In Twenty Years After, Milady’s son is called Mordaunt and he is on a rather convoluted mission to find and kill the “murderers” of his mother. The kid is an interestingly drawn character, subtly twisted and only just sane enough to fool enough people not to lock him up in a bedlam. And one of the people he has managed to fool is Oliver Cromwell who at this time is at war with Charles I. Eventually King Charles is captured and Mordaunt gleefully volunteers to execute him when D’Artagnan attempts to forestall the execution by locking up the City of London’s executioner in a wine cellar (note: all basements in a Musketeers story are wine cellars. This is important to know… if you ever find yourself in a Musketeer story)

Anyway, if you have only seen the movie of this book, you will have missed most of the highlights, such as Athos’ and Aramis’ battlefield elevation to the Order of the Garter. On the other hand, the movie did have a fun cameo with Cyrano de Bergerac and his, invention, the hot-air balloon (somewhat over a century before the Montgolfier Brothers). The incident may have been inspired by a host of other stories and movies in which Cyrano and D’Artagnan met up. Their real life counterparts were contemporaries, so, why not?

The story is a marvelously complicated tapestry of plot lines but I doubt it would have ever been sellable to modern publishers if written today. A 21st Century rendition would have gotten our four friends together almost from the start and  kept them together throughout the story. In Twenty Tears After the four are split into two pairs, D’Artagnan/Porthos  and  Athos/Aramis and they are usually politically at odds with one another in spite of constantly protesting their mutual love of each other. They do come together in their defense of King Charles I and at the end in their opposition to Cardinal Mazarin, but the story tends to only deal with one pair or the other when they are apart. As I said, it’s a good story but would never sell to the modern market.
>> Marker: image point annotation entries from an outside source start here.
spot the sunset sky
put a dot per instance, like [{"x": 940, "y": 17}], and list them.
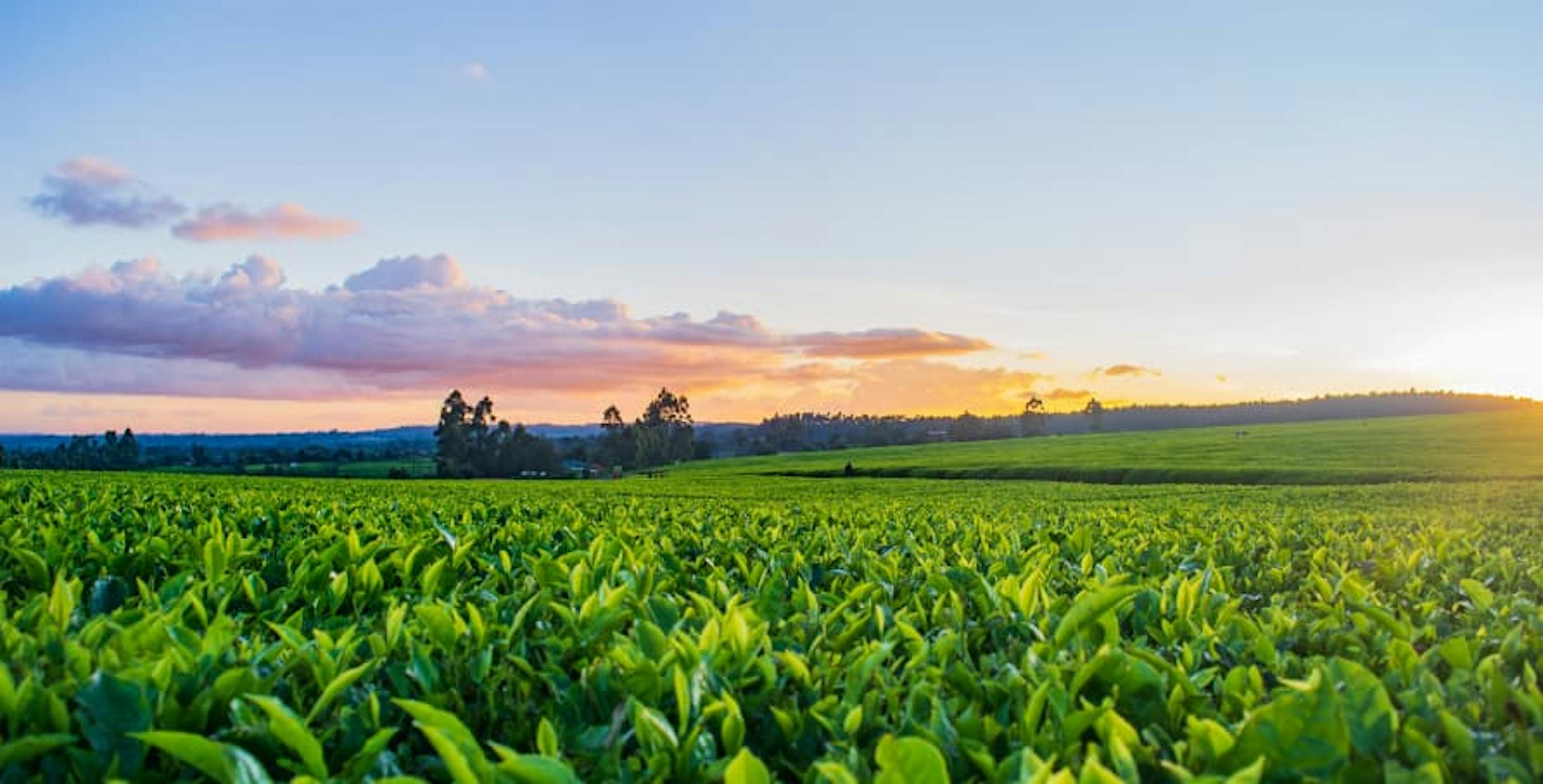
[{"x": 272, "y": 216}]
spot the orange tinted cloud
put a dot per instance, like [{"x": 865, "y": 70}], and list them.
[
  {"x": 412, "y": 326},
  {"x": 888, "y": 343},
  {"x": 1127, "y": 371},
  {"x": 227, "y": 221}
]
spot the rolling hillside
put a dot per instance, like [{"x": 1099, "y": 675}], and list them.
[{"x": 1462, "y": 447}]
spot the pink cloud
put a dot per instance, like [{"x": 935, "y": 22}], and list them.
[
  {"x": 889, "y": 343},
  {"x": 405, "y": 324},
  {"x": 95, "y": 192},
  {"x": 227, "y": 221},
  {"x": 1127, "y": 371}
]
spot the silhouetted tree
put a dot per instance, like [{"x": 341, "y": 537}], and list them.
[
  {"x": 1034, "y": 417},
  {"x": 1095, "y": 413},
  {"x": 618, "y": 447},
  {"x": 451, "y": 444},
  {"x": 664, "y": 433}
]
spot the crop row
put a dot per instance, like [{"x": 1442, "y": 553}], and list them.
[{"x": 243, "y": 630}]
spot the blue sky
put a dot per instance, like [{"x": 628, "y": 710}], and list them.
[{"x": 1301, "y": 201}]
Should you read or listen to it? Well, if you enjoyed The Three Musketeers you should enjoy this one too.

The Audiobook:

 

I had the distinct impression that Frederick Davidson was trying to read this book with a heavy French accent when he started out. Fortunately that passed after the first chapter or so. Perhaps it was the fact that he was trying to pronounce all those French names correctly? I am not sure, but fortunately once he got going that aspect faded.

His reading is, in fact a fairly smooth and professional one. He has a distinct voice for each character, although his choices of voice differed drastically from how I envisioned the characters. D’Artagnan comes off as a crusty older man (he is only in his late thirties or early fourties in this book) while Athos sounds much younger. I may be unduly influenced by the actors who have played these characters, however.
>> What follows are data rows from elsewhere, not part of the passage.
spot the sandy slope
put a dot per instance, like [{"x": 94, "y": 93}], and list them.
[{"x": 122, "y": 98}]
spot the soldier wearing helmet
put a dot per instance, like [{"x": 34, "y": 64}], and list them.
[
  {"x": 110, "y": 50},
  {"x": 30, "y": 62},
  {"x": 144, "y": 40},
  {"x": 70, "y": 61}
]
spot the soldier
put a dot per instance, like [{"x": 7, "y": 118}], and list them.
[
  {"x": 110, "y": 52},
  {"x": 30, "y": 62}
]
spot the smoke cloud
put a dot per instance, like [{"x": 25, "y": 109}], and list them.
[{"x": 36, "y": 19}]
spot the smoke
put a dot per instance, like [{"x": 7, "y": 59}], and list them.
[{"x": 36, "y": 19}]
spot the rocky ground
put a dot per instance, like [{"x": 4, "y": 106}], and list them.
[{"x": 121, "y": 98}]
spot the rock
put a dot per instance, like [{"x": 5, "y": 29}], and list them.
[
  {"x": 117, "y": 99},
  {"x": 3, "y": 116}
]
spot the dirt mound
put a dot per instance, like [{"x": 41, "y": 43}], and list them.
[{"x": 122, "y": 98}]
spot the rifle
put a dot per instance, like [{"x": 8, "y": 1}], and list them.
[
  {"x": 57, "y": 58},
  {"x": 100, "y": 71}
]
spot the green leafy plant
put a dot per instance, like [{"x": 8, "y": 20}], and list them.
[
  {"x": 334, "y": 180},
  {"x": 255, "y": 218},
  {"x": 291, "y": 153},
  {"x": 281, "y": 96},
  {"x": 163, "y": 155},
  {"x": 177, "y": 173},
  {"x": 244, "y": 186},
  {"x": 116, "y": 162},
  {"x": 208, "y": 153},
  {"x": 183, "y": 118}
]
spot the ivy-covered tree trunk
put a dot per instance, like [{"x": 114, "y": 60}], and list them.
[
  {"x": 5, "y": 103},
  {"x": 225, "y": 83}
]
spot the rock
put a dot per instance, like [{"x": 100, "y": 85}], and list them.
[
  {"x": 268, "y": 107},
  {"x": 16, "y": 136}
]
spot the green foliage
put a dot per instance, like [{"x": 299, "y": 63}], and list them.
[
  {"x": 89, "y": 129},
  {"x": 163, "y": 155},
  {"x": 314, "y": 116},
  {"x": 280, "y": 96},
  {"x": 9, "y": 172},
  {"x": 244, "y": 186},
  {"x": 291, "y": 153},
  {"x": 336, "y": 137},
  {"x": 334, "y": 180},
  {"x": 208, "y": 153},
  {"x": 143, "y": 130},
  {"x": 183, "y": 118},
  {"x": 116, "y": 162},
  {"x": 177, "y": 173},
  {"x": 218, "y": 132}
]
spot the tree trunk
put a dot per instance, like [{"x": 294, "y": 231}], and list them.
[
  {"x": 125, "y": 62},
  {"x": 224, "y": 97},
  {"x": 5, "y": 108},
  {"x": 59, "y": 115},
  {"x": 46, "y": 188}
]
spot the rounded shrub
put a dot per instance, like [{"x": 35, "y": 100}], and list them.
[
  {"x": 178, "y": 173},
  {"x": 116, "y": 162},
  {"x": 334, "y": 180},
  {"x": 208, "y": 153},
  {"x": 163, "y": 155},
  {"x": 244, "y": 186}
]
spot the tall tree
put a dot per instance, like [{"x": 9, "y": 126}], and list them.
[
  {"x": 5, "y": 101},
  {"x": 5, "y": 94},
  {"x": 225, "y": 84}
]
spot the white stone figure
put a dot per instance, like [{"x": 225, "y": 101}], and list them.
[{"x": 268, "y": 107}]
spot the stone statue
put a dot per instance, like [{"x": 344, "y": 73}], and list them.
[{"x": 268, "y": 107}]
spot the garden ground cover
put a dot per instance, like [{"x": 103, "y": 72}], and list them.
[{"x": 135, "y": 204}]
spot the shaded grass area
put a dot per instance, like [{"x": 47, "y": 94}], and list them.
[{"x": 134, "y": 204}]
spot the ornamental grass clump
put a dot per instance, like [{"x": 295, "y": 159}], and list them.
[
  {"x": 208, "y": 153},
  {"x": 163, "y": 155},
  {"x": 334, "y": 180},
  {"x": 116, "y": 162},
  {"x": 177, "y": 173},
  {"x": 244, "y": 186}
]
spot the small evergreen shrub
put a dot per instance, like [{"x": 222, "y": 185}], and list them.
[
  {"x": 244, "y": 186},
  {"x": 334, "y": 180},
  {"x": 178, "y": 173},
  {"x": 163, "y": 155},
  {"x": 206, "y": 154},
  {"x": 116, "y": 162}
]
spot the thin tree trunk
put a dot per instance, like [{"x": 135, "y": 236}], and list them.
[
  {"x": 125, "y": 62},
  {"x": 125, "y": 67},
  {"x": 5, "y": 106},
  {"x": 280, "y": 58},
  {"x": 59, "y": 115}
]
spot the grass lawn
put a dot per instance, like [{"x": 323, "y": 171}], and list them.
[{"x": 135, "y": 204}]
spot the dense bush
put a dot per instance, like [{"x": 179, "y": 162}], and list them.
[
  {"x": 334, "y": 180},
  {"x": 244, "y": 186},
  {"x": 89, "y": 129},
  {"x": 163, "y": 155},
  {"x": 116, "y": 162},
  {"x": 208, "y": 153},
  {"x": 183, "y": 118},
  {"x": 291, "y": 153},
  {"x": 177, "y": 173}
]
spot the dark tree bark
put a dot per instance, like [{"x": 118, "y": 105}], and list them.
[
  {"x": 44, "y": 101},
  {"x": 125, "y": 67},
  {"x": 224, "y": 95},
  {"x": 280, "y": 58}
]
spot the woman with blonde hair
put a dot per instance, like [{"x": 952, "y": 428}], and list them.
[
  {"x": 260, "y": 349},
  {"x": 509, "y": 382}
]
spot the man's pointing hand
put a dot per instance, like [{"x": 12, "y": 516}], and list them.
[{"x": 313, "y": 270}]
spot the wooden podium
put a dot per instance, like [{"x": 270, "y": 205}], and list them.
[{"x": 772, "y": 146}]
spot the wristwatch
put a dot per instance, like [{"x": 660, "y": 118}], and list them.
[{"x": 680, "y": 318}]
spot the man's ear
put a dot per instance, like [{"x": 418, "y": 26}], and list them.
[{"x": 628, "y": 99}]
All in all, though, Davidson reads the story well and held my attention right up to the end of what turned out to be a rather long and Byzantine plotline.

My conclusions: It’s a sequel. Dumas was cashing in on the success of The Three Musketeers and not without justification, but as sequels go, it was an interesting story and the author did not fall into the trap of so many others wherein they just pull out the old “cookie-cutter” and stamp out story after story, sometimes not even changing the names from one book to the next. This is definitely a story that involves the characters from the first book but in situations that did not exist a mere twenty years earlier. Definitely worth a read.